Most publishers have author details as metadata in documents only and have no easy to refer database of authors and their profiles. This scenario has made many publishers realize the need for a comprehensive author data management solution by extracting such information from the documents, standardizing and disambiguating the author names to create a database of unique authors and their profiles.
With over two decades of experience in information processing, Scope offers niche author database development, data standardization, data validation/updating, data normalization, data visualization and data clean up services. Scope, over the years, has executed several key assignments involving the creation of author name and affiliation databases, through extracting and parsing author data from source documents, for major global clients. In total, Scope has created author records from more than 7 million articles, comprising 30 million author records.

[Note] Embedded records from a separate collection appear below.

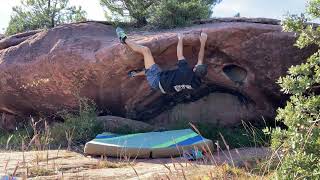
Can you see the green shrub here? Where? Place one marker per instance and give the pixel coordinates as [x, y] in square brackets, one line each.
[81, 126]
[38, 14]
[171, 13]
[299, 145]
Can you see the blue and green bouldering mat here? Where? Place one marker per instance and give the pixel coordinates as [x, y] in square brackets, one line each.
[147, 145]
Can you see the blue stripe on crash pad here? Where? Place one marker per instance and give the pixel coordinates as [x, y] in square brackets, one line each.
[189, 141]
[101, 136]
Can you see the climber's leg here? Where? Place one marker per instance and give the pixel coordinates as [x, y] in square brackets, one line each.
[152, 71]
[180, 47]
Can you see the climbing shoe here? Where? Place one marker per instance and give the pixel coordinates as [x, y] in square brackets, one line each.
[121, 35]
[133, 73]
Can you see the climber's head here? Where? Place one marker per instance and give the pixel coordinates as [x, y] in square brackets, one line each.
[200, 70]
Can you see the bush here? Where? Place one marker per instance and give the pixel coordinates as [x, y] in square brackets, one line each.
[77, 128]
[299, 144]
[172, 13]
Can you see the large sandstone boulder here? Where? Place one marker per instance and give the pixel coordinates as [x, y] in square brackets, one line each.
[47, 70]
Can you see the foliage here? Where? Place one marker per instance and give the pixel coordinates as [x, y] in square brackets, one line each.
[137, 9]
[162, 13]
[299, 144]
[171, 13]
[37, 14]
[245, 135]
[81, 126]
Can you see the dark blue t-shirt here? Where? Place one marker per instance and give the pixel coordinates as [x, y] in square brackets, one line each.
[179, 79]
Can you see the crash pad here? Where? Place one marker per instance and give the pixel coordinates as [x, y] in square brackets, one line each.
[147, 145]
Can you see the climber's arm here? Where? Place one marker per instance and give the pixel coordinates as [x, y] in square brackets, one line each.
[180, 47]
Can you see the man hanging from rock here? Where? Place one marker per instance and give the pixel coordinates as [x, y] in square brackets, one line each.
[169, 81]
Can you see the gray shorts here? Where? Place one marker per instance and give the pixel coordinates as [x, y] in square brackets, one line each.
[153, 76]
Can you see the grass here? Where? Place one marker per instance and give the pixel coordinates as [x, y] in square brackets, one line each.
[245, 135]
[40, 171]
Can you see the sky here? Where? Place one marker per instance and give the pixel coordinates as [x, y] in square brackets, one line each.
[227, 8]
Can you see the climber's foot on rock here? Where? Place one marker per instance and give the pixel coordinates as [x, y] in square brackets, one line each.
[121, 35]
[134, 73]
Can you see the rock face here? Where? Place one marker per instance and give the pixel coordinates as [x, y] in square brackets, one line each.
[48, 70]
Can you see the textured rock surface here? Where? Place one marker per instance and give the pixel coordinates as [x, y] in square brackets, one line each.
[47, 71]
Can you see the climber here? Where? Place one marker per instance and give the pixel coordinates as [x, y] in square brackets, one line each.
[169, 81]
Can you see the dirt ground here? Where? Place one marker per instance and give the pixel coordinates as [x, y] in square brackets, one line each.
[62, 164]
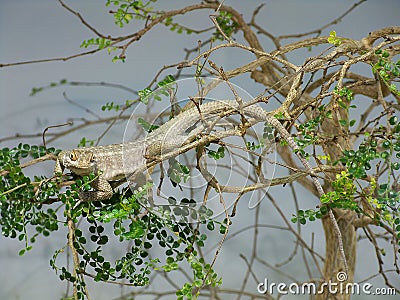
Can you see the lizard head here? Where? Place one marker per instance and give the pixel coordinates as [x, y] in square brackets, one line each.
[79, 161]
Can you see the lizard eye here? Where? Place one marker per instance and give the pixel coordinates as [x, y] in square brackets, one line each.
[72, 156]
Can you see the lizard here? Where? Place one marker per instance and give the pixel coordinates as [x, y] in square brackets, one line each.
[114, 162]
[117, 161]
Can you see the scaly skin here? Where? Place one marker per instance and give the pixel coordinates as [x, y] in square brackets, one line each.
[115, 162]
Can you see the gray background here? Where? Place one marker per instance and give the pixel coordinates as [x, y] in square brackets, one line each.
[38, 29]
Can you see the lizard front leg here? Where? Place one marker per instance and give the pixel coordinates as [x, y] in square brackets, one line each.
[102, 191]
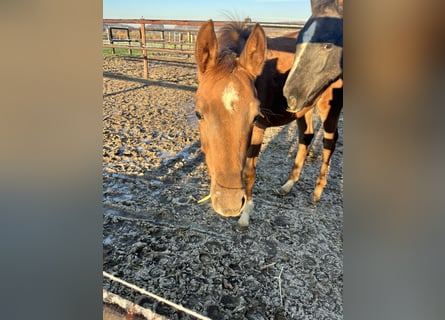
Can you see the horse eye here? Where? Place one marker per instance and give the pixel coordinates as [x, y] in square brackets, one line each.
[199, 115]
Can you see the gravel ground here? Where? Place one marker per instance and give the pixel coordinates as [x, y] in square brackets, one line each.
[286, 265]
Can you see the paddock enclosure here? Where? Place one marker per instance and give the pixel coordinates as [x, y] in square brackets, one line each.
[286, 265]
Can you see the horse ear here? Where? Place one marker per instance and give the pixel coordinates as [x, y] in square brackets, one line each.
[206, 48]
[254, 52]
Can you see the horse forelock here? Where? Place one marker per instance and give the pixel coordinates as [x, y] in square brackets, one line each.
[231, 40]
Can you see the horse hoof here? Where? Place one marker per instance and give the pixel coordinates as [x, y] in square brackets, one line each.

Scope’s Author Data Services employs a team of certified data quality analysts to evaluate the quality of the author records sourced from different publishers or institutions. The data analysts determine the extent of missing data and duplicate data, check the quality of parsing of the author name and affiliation data, and ensure the output is devoid of spelling errors and standardization issues with author names and affiliation data.
Through direct experience, Scope has tackled key challenges regarding author data clean up and enhancement, including unstructured data inputs, a variety of naming conventions, data variants, and OCR induced-errors. Scope has the experience in rapid processing of voluminous author records through its automated workflow tool, but ensuring high level of accuracy through multiple layers of quality control at each stage. Scope utilizes various QC tools, including a proprietary Global Check tool, as well as a variety of auto correction and semi-manual detection and correction tools.
Leveraging this experience and expertise gained over the year, Scope has developed its author data enhancement solution, AuthEntik™, which uses a combination of automated algorithms, manual validation and standardized data repositories to develop fast, scalable and high-quality databases of disambiguated author names their affiliations, publications and other related data.. Using this database, AuthEntik can also provide clustering and visualization of relationships across authors. The platform-enabled solution substantially reduces the need for manual validation of author data yet achieves a high level of author database accuracy. It further enhances productivity of author metadata processing by setting up readily deployable modules for each task, which can be customized for different requirements.